Forests were not only a source of timber for use in construction and for fuel. They also supplied bark and resin used to extract tannins for tanning leather, honey, berries, aromatic and medicinal herbs, mushrooms, and game such as deer and wild boar.


The Arsuf (Arsur) Forest, Sylvam Arsuri or la Foresta d’Arsur as it was known in medieval sources, no longer exists. Part of it had survived into the late eighteenth century and was recorded as the only existing forest in Syria. Its demise was chiefly due to the extensive use of the timber by the Egyptian governor, Ibrāhīm Pasha, for fuel and ship-building. By the twentieth century it had all but disappeared, the last trees being chopped down for use by the Turkish army during the First World War.
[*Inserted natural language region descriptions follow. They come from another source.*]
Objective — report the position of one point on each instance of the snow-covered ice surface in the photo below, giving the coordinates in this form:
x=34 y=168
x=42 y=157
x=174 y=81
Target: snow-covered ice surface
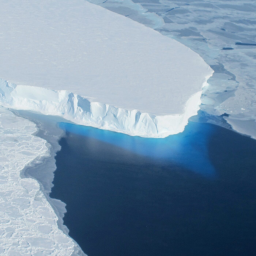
x=28 y=223
x=102 y=56
x=223 y=32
Today, a few scattered specimens of Tabor Oak (Quercus ithaburensis arenaria) are all that remains.*


There are references to forests south of Hebron near the town of Tekoa, a forest called Marith or Marash at the edge of the county of Edessa, the “Templars’ Woods” called Moncucu near Tripoli, the cedar forests of Mount Lebanon, pine forests around Beirut, forests at Saforie, between Chastiau Pelerin and around Caesarea. Other forests, some of which, like the Arsuf Forest no longer exist, are recorded in medieval and more recent written sources, and some, unnamed, still exist, in pockets here and there in the countryside. They hint at an erased landscape, as lost and forgotten as are the inhabitants of Outremer.




*On the Forest of Arsuf see in Benjamin Kedar, "King Richard's Plan for the Battle of Arsuf/Arsur, 1191," in The Medieval Way of War. Studies in Medieval Military History in Honor of Bernard S. Bachrach, ed. Gregory I. Halfond, Farnham, 2015, pp. 117-132.